Big Data Epistemologies and Paradigm Shifts (Kitchin):
The beginning of Rob Kitchin’s research article highlights the extensiveness of Big Data and how as of recently, machine learning can “computationally and automatically mine and detect patterns and build predictive models and optimize outcomes.” This ability for massive amounts of data to reveal truths about our world without testing a theory is leading people to consider this a new paradigm of science. Kitchin cites Jim Gray in the article as saying that this new paradigm is an extension of the scientific method, while others believe this new paradigm of research no longer requires a theory to reveal truths and therefore is not connected to the scientific method. This new way of researching is undoubtedly effective, as shown with the example of the retail store (on page 4 of the article) increasing their revenue by 16% in the first month by using machine learning on 12 years worth of transaction data.
However, Kitchin makes sure to highlight that some of the appeals of Big Data results are based on fallacies. He says that there is sampling bias within the collection of the data, and that the systems used for collecting data in the first place have been created using scientific reasoning and testing. So while the new information and correlations gathered from Big Data might seem like they are removed from the traditional scientific method or thinking, they actually come from algorithms which were “scientifically tested for validity,” according to Kitchin. Other fallacies which Kitchin highlights include that the results from Big Data are not objective and free from bias, because data results are always framed by humans. So naturally, there will be inherent bias from the presenter. Additionally, the results of Big Data cannot be examined proficiently by just anyone who can read the code, because subject experts are better at understanding the results. Lastly, as is said famously in psychology, correlation is not causation. While useful in advertising and business, scientific correlations can be “random in nature and have no or little casual association.”
Next, Kitchin describes data-driven science, where there is somewhat of a compromise between wholeheartedly accepting using Big Data’s findings while throwing out the need for theories, and traditional science. Data driven science is to be used to assist researchers to use data to “reveal information which will be of potential interest and is worthy of further research.” Instead of wasting resources looking at all patterns found, only the ones that are deemed relevant to researchers’ work will have attention focused upon it. In my opinion, this allows the best of both worlds, correlations between variables can be used to help people understand why things are happening, in order to solve problems more effectively (similar to my opinion of Anderson’s article).

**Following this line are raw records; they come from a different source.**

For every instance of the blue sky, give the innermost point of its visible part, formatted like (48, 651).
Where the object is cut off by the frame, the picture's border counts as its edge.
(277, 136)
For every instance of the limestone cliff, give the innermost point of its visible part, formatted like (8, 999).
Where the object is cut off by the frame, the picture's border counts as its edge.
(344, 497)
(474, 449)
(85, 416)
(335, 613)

While the use of Big Data and quantitative approaches in the fields of digital humanities and computational social sciences can be useful, it should be recognized that there are limitations from this data for understanding human life. These limitations, “should be recognized and complemented with other approaches,” to better understand life, according to Kitchin. It seems as though Big Data is currently unable to conduct ‘close readings’, and so it lacks the ability to quantify the value of literature (by being limited to only providing surface level analysis). This makes big data less useful in the areas of humanities, as well as the social sciences, because of the level of human’s unpredictability.

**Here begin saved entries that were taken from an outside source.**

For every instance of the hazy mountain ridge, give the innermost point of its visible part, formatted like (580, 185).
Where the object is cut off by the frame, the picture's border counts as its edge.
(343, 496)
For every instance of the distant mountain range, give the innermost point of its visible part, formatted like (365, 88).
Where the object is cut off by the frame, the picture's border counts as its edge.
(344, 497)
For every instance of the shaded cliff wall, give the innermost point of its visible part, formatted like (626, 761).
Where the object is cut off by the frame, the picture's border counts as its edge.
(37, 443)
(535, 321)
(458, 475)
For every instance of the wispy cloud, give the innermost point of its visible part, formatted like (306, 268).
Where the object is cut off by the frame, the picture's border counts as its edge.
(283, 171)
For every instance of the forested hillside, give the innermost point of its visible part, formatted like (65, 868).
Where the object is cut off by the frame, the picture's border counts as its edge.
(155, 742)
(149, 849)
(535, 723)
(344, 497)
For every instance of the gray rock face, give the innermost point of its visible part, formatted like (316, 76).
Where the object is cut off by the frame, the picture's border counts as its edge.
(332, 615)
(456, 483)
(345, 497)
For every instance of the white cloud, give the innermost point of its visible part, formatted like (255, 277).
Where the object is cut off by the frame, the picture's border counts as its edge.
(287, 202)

Overall, Kitchin has written an important article about his opinion of the best ways that Big Data can currently be used. He has highlighted how Big Data can show us numerous correlations and patterns that wouldn’t have been previously possible, but also tells us that there are biases and shortcomings included in the results from Big Data. I agreed with the section of the article where Kitchin went into data-driven science, where we can take the usefulness of Big Data and use it efficiently to solve issues in our lives. I also liked how he identified a gap in the usefulness of Big Data in terms of digital humanities and social sciences, and how he tried to address this gap by giving a possible way for it to be used using GIS and radial statistics.